Как правило, на мессе я просто исполняю обряд. Во что я верю – не знаю. Думаю, Бог есть, а Иисус был хороший человек – вот, пожалуй, и все. Но мне всегда казалось, что Энн Мари не должна расти в пустоте, нужно дать ей что-то. Мне хотелось, чтобы в детстве у нее была какая-то опора.
На самом деле, я почти никогда не чувствую, что говорю с кем-то во время молитвы, или что меня кто-то слышит. Но в ту ночь после причастия, когда священник в наступившей тишине убирал утварь с алтаря, – тогда я это ощутила. Из глубины моей души поднялось что-то настолько сильное, что вся моя обида на Джимми куда-то испарилась. Я люблю его, он любит меня, и потом, не он один виноват.

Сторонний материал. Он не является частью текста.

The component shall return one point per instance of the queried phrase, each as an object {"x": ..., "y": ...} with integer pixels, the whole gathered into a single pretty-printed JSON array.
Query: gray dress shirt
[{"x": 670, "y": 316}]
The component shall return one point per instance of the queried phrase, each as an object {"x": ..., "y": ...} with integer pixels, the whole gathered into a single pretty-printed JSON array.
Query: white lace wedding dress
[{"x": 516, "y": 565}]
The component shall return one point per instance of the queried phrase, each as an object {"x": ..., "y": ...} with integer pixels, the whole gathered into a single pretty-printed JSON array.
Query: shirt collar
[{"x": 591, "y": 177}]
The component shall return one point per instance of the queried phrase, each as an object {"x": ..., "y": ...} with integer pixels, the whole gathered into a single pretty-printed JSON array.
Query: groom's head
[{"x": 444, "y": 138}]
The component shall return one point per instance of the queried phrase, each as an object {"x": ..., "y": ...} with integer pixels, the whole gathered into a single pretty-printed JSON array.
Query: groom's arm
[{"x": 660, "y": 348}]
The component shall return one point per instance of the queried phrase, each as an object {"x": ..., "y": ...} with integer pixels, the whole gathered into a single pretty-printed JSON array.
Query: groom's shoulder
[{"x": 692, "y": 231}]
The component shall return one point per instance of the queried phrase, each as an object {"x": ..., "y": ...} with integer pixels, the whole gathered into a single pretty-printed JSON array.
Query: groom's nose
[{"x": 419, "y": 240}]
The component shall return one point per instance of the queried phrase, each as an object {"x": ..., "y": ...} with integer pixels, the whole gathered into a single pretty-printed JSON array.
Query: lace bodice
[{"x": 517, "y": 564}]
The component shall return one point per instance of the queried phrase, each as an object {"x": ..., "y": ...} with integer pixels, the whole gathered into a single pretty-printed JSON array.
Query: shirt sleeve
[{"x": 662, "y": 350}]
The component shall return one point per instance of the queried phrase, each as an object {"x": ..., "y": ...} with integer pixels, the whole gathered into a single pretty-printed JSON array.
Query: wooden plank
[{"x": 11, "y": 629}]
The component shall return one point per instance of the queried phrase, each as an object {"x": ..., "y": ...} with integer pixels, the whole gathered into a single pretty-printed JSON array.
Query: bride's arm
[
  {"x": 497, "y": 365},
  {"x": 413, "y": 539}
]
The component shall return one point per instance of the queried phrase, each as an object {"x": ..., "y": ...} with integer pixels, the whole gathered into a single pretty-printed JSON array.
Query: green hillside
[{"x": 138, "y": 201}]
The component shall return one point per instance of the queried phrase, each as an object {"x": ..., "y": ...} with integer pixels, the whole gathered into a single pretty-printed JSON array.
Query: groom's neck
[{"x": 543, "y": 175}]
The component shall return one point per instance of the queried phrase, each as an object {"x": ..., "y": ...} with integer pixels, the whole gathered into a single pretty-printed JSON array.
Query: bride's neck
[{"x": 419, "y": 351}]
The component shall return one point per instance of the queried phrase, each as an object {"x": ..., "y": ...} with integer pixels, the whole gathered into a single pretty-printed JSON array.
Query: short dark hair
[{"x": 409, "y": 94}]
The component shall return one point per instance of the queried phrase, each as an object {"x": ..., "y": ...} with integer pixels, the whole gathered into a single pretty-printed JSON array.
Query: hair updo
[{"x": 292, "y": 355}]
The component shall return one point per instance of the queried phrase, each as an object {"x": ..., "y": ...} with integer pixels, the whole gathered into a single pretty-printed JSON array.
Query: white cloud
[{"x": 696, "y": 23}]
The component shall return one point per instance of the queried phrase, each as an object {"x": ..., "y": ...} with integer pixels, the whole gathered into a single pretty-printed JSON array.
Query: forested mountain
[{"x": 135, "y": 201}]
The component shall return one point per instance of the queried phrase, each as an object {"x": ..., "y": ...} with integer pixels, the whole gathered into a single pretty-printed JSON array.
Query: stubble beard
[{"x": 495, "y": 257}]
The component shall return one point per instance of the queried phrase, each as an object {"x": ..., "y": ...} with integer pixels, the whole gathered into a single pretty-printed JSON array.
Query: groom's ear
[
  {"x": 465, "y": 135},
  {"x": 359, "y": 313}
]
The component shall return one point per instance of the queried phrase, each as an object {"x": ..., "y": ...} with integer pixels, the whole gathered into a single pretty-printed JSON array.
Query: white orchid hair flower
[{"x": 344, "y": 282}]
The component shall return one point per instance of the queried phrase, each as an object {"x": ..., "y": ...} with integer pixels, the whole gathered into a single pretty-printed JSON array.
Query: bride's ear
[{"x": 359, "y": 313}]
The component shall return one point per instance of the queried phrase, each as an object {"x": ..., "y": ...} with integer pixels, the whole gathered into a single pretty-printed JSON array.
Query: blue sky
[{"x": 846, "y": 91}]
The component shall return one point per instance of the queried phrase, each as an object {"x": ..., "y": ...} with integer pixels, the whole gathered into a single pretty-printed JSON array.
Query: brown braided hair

В последнее время я так вымоталась и скисла, что даже не пыталась понять, каково ему.
Неподалеку от нас, на соседней лавке сидела женщина с малышом на руках. Он спал, укутанный в конверт, белая шапочка из пушистой шерсти почти закрывала личико. И женщина сидела так тихо, была так поглощена ребенком, что они казались единым целым. Я ощутила, как у меня раздирается что-то внутри. Если бы мы с Джимми сошлись, я могла бы забеременеть. В конце концов, Триша вот ждет ребенка – а мне неужели не суждено? После второго выкидыша я сдалась, но то было пять лет назад – может, теперь это лечат. Я закрыла глаза и помолилась. Не словами – во мне было лишь глубокое, сильное чувство. Ребенок. Хочу ребенка. И он соединит нашу семью.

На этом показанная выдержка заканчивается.